12. A composition consisting of a diphenyl oxide in a sufficient amount to reduce or inhibit formation of photolithographic residue on a substrate or in a solution and an antifoam agent.

13. The composition of claim 12, wherein the antifoam agent comprises silicones, hydrocarbons, acetylenics, vinyl polymers, polyalkoxylates or mixtures thereof.

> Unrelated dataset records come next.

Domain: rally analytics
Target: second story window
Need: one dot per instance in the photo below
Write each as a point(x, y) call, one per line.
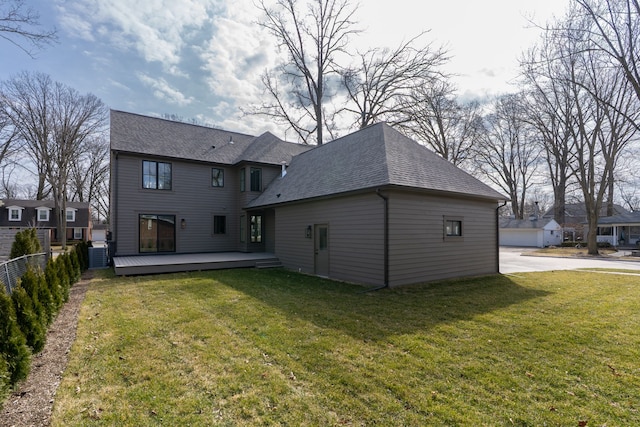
point(156, 175)
point(217, 177)
point(242, 179)
point(71, 214)
point(43, 214)
point(256, 179)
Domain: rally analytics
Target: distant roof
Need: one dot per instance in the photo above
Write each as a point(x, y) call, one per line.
point(370, 158)
point(578, 210)
point(626, 218)
point(41, 203)
point(134, 133)
point(524, 223)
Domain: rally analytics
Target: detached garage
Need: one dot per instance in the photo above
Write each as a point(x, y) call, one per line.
point(530, 232)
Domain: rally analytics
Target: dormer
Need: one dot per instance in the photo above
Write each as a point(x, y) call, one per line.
point(15, 213)
point(43, 213)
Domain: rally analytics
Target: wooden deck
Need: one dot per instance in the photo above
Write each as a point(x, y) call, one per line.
point(173, 263)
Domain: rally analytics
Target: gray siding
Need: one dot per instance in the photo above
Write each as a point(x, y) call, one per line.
point(355, 236)
point(192, 197)
point(418, 250)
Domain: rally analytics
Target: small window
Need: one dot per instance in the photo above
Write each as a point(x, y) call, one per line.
point(256, 179)
point(156, 175)
point(453, 228)
point(219, 224)
point(256, 229)
point(71, 215)
point(243, 229)
point(43, 214)
point(242, 179)
point(217, 177)
point(15, 214)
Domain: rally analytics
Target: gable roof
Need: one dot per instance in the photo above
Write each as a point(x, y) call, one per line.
point(134, 133)
point(41, 204)
point(370, 158)
point(528, 224)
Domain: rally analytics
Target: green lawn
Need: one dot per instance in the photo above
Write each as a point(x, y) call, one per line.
point(272, 347)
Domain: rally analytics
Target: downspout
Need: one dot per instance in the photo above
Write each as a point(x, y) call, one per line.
point(498, 236)
point(386, 242)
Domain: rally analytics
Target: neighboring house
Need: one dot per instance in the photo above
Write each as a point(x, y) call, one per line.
point(371, 207)
point(531, 232)
point(40, 214)
point(575, 220)
point(620, 230)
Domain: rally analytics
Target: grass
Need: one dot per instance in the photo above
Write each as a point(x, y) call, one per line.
point(255, 347)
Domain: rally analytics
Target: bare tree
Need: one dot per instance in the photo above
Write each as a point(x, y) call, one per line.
point(55, 122)
point(507, 155)
point(435, 117)
point(312, 39)
point(615, 30)
point(380, 85)
point(20, 26)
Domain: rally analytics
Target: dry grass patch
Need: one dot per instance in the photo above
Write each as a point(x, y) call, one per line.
point(255, 347)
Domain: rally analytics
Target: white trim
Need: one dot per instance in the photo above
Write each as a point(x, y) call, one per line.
point(43, 209)
point(71, 211)
point(18, 209)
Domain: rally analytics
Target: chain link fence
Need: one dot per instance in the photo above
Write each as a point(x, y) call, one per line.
point(12, 270)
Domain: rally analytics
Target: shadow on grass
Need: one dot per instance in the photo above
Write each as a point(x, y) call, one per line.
point(372, 315)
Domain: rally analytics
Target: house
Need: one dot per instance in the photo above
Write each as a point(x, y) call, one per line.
point(575, 219)
point(620, 230)
point(371, 207)
point(40, 214)
point(16, 215)
point(532, 232)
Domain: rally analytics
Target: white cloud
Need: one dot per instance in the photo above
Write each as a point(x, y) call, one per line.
point(156, 30)
point(163, 90)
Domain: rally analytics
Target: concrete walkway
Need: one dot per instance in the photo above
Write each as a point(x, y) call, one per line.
point(516, 260)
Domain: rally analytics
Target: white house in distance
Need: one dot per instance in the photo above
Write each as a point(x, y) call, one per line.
point(530, 232)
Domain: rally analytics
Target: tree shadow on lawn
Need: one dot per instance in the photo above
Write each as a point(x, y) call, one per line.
point(377, 314)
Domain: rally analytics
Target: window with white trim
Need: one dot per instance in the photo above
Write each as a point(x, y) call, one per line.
point(71, 215)
point(43, 214)
point(453, 228)
point(15, 213)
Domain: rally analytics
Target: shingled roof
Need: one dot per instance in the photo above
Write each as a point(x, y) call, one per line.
point(134, 133)
point(373, 157)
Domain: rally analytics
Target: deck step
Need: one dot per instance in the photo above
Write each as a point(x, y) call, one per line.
point(272, 263)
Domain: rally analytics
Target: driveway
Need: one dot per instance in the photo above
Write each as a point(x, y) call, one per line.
point(515, 260)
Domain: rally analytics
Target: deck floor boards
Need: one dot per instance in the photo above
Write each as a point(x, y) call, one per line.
point(172, 263)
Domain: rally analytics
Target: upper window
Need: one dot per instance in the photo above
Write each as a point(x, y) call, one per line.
point(453, 227)
point(256, 179)
point(219, 224)
point(43, 214)
point(15, 213)
point(156, 175)
point(71, 214)
point(217, 177)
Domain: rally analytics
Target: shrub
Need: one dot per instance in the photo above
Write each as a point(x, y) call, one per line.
point(25, 243)
point(13, 345)
point(28, 320)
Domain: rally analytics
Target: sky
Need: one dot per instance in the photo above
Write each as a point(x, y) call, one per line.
point(202, 59)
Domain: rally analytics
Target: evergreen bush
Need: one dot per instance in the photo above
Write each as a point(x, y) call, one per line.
point(13, 345)
point(28, 320)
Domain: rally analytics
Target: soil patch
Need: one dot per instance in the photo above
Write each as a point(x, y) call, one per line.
point(31, 404)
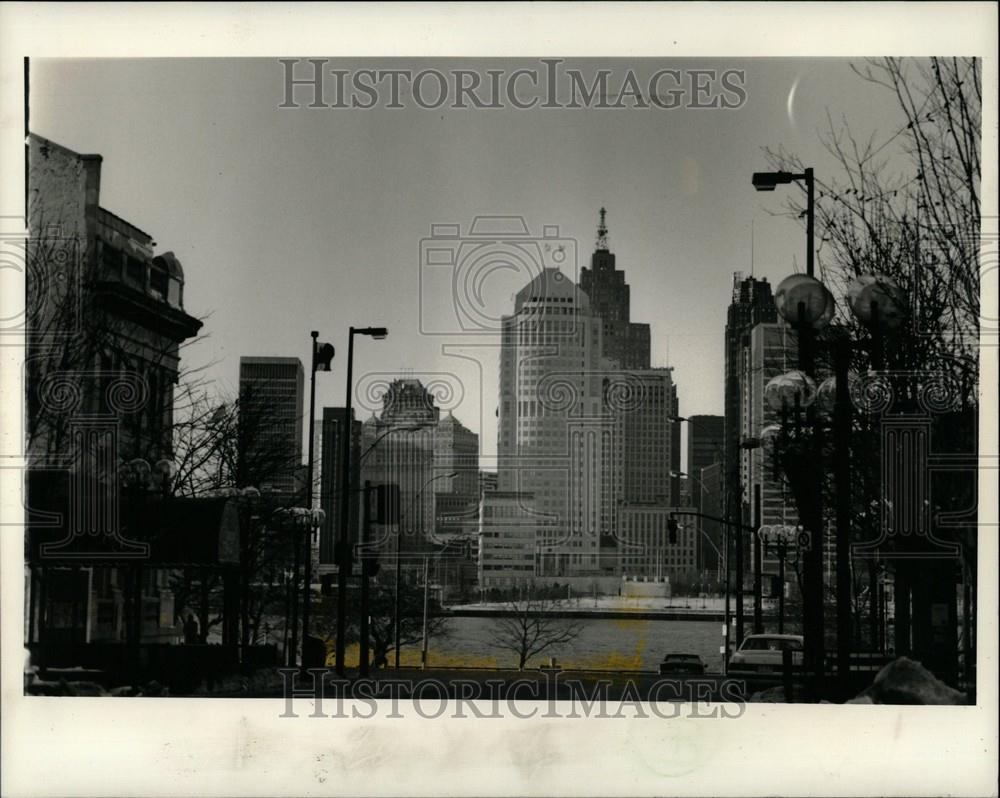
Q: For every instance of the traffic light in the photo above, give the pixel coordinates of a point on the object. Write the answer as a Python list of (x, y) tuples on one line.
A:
[(324, 357), (386, 509)]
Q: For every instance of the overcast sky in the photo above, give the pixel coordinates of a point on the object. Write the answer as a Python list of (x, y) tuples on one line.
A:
[(288, 220)]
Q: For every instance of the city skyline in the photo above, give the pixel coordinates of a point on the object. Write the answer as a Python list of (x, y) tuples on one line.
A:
[(738, 455), (697, 236)]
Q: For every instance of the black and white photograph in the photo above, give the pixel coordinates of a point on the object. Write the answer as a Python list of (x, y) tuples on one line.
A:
[(484, 416)]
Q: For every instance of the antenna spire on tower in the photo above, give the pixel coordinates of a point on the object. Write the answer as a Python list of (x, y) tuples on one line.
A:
[(602, 232)]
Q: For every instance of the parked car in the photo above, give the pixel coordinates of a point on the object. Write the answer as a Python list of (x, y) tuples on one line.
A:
[(762, 654), (682, 663)]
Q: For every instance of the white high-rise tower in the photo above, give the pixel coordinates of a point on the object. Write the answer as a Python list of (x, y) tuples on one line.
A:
[(555, 439)]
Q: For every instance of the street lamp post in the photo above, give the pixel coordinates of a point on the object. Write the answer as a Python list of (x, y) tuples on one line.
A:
[(322, 355), (813, 605), (343, 546), (399, 545), (366, 492)]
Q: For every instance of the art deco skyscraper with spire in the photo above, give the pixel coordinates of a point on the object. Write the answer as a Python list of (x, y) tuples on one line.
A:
[(625, 341)]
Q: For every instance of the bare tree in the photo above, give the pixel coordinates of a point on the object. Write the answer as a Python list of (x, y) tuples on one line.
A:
[(529, 628), (381, 628), (906, 204)]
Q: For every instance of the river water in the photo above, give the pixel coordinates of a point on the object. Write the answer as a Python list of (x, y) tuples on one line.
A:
[(603, 644)]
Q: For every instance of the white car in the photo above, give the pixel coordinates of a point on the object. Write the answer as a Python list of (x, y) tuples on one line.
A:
[(762, 654)]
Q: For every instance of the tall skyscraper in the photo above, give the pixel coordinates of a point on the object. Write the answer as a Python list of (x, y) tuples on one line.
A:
[(271, 422), (706, 439), (647, 445), (773, 350), (647, 438), (555, 439), (434, 507), (625, 342), (752, 304), (456, 451), (330, 460)]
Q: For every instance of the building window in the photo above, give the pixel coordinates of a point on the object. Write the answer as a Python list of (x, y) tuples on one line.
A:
[(135, 272), (158, 283)]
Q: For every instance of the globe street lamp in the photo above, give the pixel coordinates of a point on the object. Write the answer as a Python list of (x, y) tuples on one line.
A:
[(343, 546)]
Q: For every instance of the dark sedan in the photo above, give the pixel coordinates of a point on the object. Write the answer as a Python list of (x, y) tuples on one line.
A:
[(676, 664)]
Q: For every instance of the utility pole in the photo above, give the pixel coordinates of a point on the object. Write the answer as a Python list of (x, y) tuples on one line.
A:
[(423, 648), (365, 587), (758, 601)]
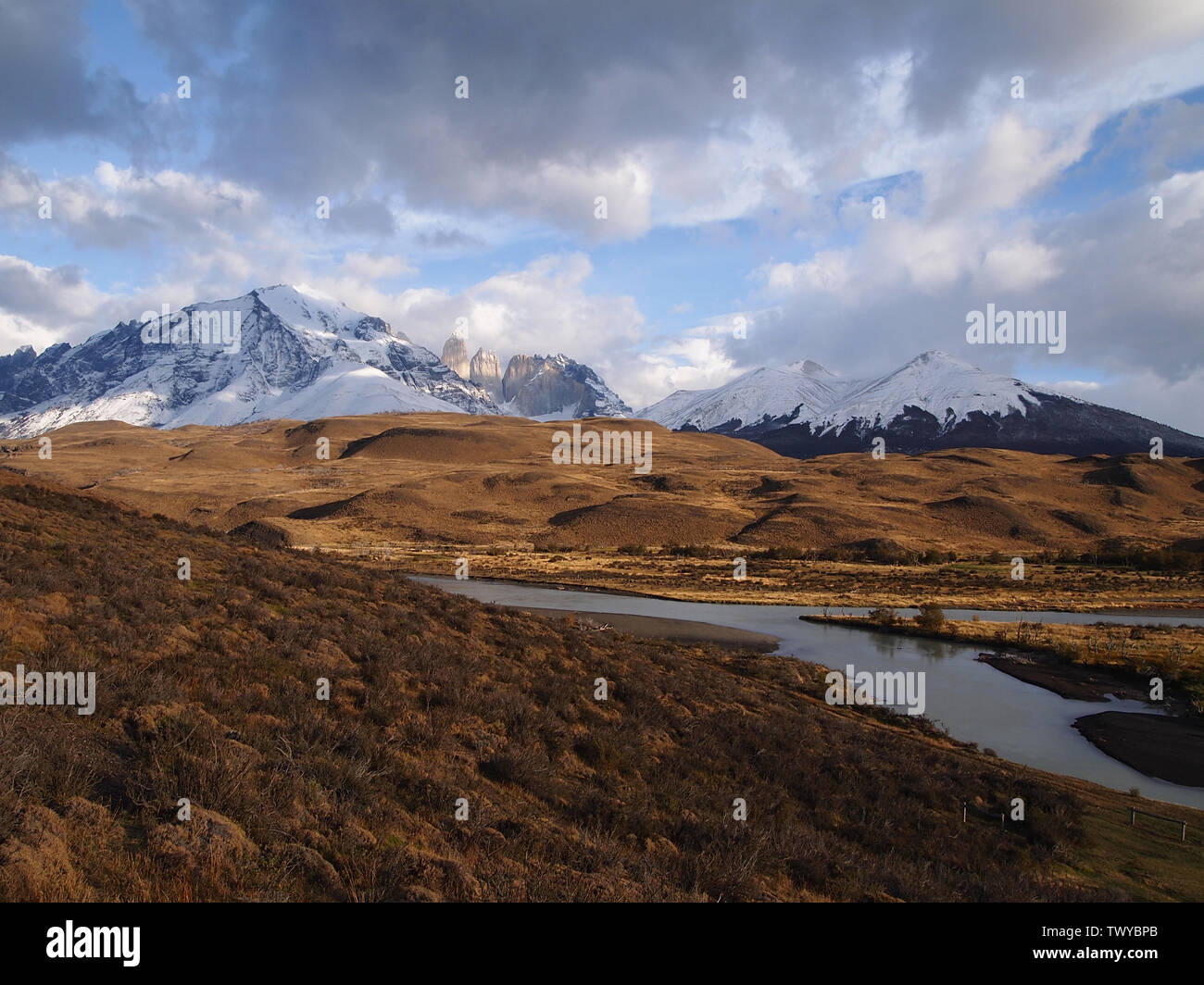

14. The composition of claim 12, wherein the diphenyl oxide comprise from about 20% to about 95% by weight of the composition and the antifoam agent comprises from about 5% to about 80% by weight of the composition.

15. A method of reducing residue formation and foaming comprising contacting a substrate or a solution comprising photoresist with a sufficient amount of a photolithographic residue reducing-antifoam agent composition to inhibit the formation of photolithographic residue on the substrate or the solution and to inhibit or reduce foaming, the composition comprises a diphenyl oxide and an antifoam agent.

16. The method of claim 15, wherein the antifoam agents comprises silicones, hydrocarbons, acetylenics, vinyl polymers, polyalkoxylates or mixtures thereof.

17. The method of claim 15, wherein the photoresist cleaning composition further comprises an auxiliary surfactant.

18. The method of claim 15, wherein the photoresist cleaning composition further comprises a solvent.

19. The method of claim 15, wherein the composition further comprises a developer or stripper component.

20. The method of claim 19, wherein the developer or stripper component develops or strips photoresist from the substrate.